VS Code MCP Server: Stop Running Out of Context Window

April 12, 20264 min read

VS Code supports MCP servers through .vscode/mcp.json, and Token Limits uses this to compress every tool call before it reaches your AI assistant. One setup command writes the config file. After that, Cline, GitHub Copilot agent mode, and any other MCP-aware extension in your workspace automatically gets compressed tool outputs.

VS Code version 1.99 added native MCP server support. When you add an MCP server to .vscode/mcp.json, any AI extension in that workspace that supports MCP can use its tools. Token Limits registers as an MCP server that intercepts file reads, searches, and command outputs — compressing them by 60-80% before the model sees them.

Which VS Code AI extensions benefit from Token Limits MCP?

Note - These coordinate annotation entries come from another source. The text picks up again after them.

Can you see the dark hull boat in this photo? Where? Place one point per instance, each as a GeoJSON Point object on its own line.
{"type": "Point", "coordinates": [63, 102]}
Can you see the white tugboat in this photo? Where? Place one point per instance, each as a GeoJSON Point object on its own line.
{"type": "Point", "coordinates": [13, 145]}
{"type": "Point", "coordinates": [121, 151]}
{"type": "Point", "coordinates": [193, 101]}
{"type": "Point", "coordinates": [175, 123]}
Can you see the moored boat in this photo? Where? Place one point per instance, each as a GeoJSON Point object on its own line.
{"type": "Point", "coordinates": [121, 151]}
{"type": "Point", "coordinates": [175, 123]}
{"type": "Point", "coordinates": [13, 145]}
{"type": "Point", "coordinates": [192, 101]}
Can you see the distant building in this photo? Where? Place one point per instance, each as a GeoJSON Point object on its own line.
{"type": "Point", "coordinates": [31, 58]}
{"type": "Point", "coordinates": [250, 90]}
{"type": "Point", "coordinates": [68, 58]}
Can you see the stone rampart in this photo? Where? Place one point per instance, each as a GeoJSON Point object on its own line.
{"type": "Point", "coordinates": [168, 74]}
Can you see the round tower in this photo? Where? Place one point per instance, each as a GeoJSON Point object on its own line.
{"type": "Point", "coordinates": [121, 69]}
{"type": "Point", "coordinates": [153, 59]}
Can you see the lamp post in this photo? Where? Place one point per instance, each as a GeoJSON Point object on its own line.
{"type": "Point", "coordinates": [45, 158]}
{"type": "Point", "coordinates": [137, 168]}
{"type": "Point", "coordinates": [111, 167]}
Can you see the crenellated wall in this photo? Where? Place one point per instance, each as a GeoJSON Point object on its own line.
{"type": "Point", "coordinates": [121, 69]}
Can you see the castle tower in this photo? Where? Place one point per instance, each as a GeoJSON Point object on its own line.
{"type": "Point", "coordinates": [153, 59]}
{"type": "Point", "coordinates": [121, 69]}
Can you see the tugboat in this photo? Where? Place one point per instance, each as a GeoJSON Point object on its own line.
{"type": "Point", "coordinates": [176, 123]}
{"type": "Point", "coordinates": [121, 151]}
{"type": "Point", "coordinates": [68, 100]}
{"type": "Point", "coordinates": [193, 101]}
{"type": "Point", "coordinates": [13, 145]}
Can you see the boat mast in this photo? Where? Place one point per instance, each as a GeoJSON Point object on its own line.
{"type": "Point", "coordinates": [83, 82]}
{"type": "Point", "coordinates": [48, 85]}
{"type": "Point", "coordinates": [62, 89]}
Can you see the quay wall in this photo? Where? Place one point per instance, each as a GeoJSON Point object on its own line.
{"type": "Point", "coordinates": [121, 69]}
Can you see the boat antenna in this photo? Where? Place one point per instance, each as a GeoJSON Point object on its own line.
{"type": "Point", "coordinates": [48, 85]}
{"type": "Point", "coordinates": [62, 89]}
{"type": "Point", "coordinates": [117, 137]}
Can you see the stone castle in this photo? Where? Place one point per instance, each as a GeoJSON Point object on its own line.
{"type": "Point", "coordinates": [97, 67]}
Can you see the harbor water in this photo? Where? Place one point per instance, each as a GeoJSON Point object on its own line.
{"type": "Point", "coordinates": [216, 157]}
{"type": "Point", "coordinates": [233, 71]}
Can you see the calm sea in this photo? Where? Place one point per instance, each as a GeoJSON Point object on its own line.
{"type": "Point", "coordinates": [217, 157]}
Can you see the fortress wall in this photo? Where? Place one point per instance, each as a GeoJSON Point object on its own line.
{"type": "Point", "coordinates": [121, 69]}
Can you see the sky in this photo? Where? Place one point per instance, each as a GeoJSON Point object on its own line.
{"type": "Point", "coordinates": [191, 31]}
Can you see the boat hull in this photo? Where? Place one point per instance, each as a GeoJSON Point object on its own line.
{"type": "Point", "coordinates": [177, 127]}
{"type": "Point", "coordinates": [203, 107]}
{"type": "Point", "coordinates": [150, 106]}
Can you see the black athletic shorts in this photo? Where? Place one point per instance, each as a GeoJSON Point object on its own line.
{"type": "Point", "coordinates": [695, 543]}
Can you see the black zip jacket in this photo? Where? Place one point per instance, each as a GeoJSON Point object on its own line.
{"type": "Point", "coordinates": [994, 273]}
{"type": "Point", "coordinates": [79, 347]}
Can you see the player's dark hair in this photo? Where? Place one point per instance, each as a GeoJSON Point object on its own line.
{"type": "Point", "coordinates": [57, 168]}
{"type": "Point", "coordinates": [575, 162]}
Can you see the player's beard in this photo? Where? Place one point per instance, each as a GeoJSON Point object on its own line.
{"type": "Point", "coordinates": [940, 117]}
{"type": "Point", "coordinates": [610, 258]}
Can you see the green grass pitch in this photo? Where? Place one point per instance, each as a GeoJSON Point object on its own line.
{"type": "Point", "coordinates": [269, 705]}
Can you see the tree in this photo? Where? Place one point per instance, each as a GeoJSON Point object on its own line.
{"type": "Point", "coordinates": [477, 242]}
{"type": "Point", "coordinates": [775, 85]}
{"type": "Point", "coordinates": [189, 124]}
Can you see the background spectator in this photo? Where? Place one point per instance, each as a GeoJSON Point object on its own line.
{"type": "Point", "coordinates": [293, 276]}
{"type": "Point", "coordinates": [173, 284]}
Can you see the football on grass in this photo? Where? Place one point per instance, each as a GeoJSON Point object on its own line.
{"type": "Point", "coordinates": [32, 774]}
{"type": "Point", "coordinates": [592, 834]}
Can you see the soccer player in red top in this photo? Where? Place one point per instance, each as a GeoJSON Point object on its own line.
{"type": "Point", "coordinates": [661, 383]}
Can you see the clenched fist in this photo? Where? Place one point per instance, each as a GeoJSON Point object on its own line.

  • Cline — reads .vscode/mcp.json and uses registered MCP servers for all tool calls
  • GitHub Copilot agent mode — uses workspace MCP servers in agent tasks (VS Code 1.99+)
  • Continue.dev — supports MCP servers for context tools
  • Any extension that reads VS Code workspace MCP configuration

How to install Token Limits MCP for VS Code

  1. Install the binary: curl -fsSL https://tokenlimits.app/api/install | bash
  2. Run setup: token-limits setup-vscode (writes .vscode/mcp.json to your current workspace)
  3. Enter your license key when prompted (free trial available, no credit card)
  4. Restart VS Code to pick up the new MCP server
  5. Open Cline or Copilot agent — tool calls are now compressed automatically
The .vscode/mcp.json file is workspace-scoped. Add it to your .gitignore if you do not want to commit it, or commit it to share Token Limits config with your team.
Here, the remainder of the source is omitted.